Bunun için de sabır şart. Sabır doğruda direnmedir ve sonuçlarını göze almak demektir.
◾ 47 ve 48. ayetlerde cehennemdeki konuşmaları aktarılıyor,"siz bizi yoldan çıkardınız şimdi yardım edin. O da diyor ki, ben de ateşteyim nasıl yardım edeyim?"
◾ Yanlış tarafta yer alan onlarla birlikte ceza görür. Zayıf ve aciz, manipülasyona açık olmak, çaresiz olmak Allah katında mazeret değildir. Herkes gücü yettiği kadarını yapmakla sorumludur. Buradan çıkardığım sonuç; yalpalama. Dosdoğru ol. Yalpalama.
Şimdi bu mümin kulun karakteristik özelliklerini tespit ettik. Bu mümin kulun nasıl bir karakteri var ki bunları başarabildi?
1- Temkinli fakat korkak değil.
2- Önce düşündürerek doğruya getirmeye çalışıyor. Önce akıllara hitap ediyor.

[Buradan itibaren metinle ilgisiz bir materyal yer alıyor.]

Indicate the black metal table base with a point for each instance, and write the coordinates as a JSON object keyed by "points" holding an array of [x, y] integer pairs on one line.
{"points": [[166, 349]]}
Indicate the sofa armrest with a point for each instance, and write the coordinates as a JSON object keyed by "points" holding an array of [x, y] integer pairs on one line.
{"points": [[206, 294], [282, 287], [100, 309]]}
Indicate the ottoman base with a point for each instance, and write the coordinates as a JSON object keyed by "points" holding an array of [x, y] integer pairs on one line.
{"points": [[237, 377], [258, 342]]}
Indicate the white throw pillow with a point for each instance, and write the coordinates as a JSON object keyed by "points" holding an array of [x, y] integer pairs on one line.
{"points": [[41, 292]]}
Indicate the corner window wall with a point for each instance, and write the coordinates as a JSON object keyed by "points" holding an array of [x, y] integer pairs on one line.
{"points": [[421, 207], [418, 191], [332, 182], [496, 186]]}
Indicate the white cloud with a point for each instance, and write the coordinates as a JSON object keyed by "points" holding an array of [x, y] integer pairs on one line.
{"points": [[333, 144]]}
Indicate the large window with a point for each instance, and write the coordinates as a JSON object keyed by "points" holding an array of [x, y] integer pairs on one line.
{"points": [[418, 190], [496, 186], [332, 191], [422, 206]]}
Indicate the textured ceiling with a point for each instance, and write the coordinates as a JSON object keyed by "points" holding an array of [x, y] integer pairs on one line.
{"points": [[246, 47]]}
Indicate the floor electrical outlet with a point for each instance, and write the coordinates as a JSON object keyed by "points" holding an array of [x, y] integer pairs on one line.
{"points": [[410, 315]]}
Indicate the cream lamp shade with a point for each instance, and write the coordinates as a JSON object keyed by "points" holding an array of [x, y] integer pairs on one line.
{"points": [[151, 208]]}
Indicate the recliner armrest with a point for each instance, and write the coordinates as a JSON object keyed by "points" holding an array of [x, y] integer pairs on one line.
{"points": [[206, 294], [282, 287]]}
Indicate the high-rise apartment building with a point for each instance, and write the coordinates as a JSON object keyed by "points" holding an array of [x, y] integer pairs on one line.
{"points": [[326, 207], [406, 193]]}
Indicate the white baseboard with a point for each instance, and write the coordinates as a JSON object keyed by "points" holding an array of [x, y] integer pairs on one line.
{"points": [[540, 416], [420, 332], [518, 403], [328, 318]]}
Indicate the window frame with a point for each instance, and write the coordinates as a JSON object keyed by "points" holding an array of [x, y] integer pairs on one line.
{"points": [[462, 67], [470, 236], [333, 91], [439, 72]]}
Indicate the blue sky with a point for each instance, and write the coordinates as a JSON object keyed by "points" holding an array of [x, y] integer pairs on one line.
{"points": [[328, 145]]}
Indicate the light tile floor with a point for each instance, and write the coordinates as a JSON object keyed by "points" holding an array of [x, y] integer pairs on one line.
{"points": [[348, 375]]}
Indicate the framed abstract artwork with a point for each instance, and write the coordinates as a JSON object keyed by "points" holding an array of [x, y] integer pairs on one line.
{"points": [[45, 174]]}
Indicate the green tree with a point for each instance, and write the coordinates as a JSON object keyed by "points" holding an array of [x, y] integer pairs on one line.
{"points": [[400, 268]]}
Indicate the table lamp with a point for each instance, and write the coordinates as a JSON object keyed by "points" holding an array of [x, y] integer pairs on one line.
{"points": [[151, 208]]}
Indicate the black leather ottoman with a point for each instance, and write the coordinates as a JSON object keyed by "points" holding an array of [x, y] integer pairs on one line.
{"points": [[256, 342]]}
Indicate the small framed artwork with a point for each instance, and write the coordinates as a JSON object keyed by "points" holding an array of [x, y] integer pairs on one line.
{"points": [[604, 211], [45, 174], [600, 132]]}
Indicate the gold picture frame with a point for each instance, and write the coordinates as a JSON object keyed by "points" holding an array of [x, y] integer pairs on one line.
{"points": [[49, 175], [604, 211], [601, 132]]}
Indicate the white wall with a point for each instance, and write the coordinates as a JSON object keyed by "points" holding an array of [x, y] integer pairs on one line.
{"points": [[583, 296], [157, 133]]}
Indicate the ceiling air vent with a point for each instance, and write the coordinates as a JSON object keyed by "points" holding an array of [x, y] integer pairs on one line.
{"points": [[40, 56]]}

*Bakın bu bizim eksik olduğumuzu bir yer, akıllara hitap etmek. Halbuki Yusuf suresinin sonunda Cenab-ı Hak Peygamber Efendimize ne diyor; "Benim yolum budur. Ben ve benim yolumdan gidenleri basiretle hakka davet ederiz." Düşündürerek, basiretlere hitap ederek hakka davet ederiz.
3- Motivasyonu ahiret kaynaklı. Hiçbir mevki beklentisi yok. Hiçbir yerde Hz. Musa'nın adı geçiyor mu? Ahiret, Allah'ın rızası, Cennet… Hep bunlardan bahsediyor.
4- Davet ehli, yani doğruyu kendine saklamıyor. (Bu sekülerleşmiş, kapitalizme hizmet eden postmodernist psikolojiye karşı da sizi uyarıyorum. Postmodernist şu demek, ortak bir hakikat yok, herkesin kendi hakikati var. Psikoloğa gidiyorsun, diyor ki; doğru önemli değil, sen nasıl iyi hissediyorsun kendini, o önemli. Nasıl yani? Ben yanlış yaparak iyi hissedersem kendimi, bu iyi bir şey mi? Psikolog, benim amacım sana kendini iyi hissettirmek, diyor. Anneniz babanız biraz başınıza ekşiyorsa, bunlar toksik ilişki hemen sınırlarını çiz, hemen tavrını al ama patronunla geçinemiyorsan, geçinmen lazım. Kapitalizme hizmet ediyor. Ve sekülerleşmiş, Allah rızası yok, ahiret düşüncesi yok, hiç gündeme gelmiyor, siz gündeme getirseniz de inanılır bulunuyor mu bilmiyorum. Onun için hep söylediğim bir şeydir; arkadaşlar açıkça söylüyorum sadece ve sadece değerlerinizi paylaşan psikologlardan yardım alın.